A couple of posts ago I mentioned attending a lovely event celebrating P D. James, and ever since have been intending to write something about her… Somewhat delayed as work has been a bit fraught and Substack is my writing relaxation, so I didn’t want it to be a chore, rather than a pleasure, to think about an author I admire so deeply. And there is still so much more to say. Huge subject! But for now, allons-y….
The event was held in Cambridge University Library, on the site of the Murder by the Book exhibition (which has just closed). It included, among the displays, the correspondence between Phyllis White - the married name of P.D. James - and Faber & Faber, regarding the 1962 publication of her first novel, Cover Her Face, when she was in her early forties.
All so civil and - compared with today - so simple! But what struck one most was her unassuming tone: I do hope you don’t lose money on me, she wrote. How one can hear her saying it, the brisk, firm voice that brimmed with smiling good sense, like the best possible schoolteacher. That was her persona. It was true to life - she really was kindly and sensible and without pretension, and called people ‘dear’ in a way that was charming and levelling and somehow confident - but, as with Agatha Christie’s matronly Queen of Crime facade, a great deal lay beneath. I remember visiting her home in Holland Park, back in 2005, to talk to her for my Agatha biography, seeing a box set of The Office next to the TV and being entranced by the image of the venerable Baroness (as she then was) watching Gareth and Finchy and David Brent’s inspirational speech.
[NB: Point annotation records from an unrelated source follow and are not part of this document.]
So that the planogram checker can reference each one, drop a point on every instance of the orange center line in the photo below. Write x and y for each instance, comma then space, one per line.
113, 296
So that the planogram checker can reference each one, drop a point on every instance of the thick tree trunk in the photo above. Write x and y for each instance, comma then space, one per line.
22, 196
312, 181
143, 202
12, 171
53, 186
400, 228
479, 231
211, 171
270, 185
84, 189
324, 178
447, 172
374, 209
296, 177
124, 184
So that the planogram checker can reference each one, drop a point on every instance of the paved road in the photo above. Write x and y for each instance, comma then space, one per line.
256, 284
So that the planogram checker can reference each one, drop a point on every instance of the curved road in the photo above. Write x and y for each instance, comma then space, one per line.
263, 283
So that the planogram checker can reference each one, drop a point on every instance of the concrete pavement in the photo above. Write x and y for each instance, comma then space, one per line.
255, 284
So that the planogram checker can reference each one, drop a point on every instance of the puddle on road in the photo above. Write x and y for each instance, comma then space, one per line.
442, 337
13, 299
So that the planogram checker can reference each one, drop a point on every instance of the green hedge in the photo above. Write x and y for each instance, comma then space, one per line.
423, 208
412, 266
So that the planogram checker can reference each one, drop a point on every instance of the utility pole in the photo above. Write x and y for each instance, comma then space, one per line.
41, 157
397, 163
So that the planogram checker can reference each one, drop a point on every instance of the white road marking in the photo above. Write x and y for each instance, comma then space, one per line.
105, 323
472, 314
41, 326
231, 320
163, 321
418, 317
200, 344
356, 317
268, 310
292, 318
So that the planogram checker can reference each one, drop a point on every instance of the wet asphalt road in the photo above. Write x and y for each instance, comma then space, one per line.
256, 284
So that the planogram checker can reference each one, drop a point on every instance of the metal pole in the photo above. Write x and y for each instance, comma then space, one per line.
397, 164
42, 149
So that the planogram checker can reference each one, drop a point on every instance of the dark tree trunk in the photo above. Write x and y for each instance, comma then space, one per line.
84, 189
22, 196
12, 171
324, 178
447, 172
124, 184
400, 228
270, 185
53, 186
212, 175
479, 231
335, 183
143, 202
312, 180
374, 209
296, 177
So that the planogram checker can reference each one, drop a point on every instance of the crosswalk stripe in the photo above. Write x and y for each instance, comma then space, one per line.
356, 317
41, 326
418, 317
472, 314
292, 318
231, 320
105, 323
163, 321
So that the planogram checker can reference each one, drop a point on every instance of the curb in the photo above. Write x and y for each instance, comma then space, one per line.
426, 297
I remember, as do many, her lethally courteous Radio 4 takedown of the then director-general of the BBC, Mark Thompson, when he blusteringly defended the vast salaries paid from the public licence fee to layers of bureaucracy doing near-identical jobs. ‘One wonders, Mark, what actually is going on here?‘ I remember a TV programme, which I wish I could find on YouTube, in which she and her friend Ruth Rendell talked about their shared profession; and a particular moment in which Phyllis, crisp and neat, eyes shining like a blackbird’s, said something along the lines of you know, Ruth, I’ve always loved the idea of holding a gun.
She wrote violence extraordinarily well. The student nurse in Shroud for a Nightingale (1971), poisoned by the substitution of milk for disinfectant during a demonstration of intra-gastric feeding - ‘she was out of bed, teetering forward on arched feet in a parody of a ballet dancer, and clutching ineffectually at the air as if in frantic search of the tubing’; the novelist in Original Sin, hanging from the strap of her handbag at the edge of the Thames, the top of her head ‘something grotesque and unreal, like the domed head of a gigantic insect, its millions of hairy legs stirring gently in the tide’; the actress in The Skull Beneath the Skin, whose battered face is ‘a darkening, sticky mess which had even seeped into the two eye-pads’. This is not the conjuring of gratuitous horror. Rather it is the writing of somebody who took death seriously. By which I mean she wrote detective fiction that never forgot the endgame. Her corpses were not so many Dr Blacks on the Cluedo board, nor objects of sub-pornographic fascination. Through her detective, the cool sombre Dalgliesh, whose personality is forged by the deaths of his wife and baby - the woman in giving birth to the dying son - P.D. James created a take on her genre that was defined by respect for its realities.
‘We can vulgarize everything, but not this’. So Dalgliesh tells himself as he contemplates a pair of bodies, murdered in a church vestry, in A Taste for Death (1986).
‘I can’t imagine myself writing a book that doesn’t include death’, wrote Phyllis, in her obliquely revealing ‘fragment of autobiography’, Time to be in Earnest (1999).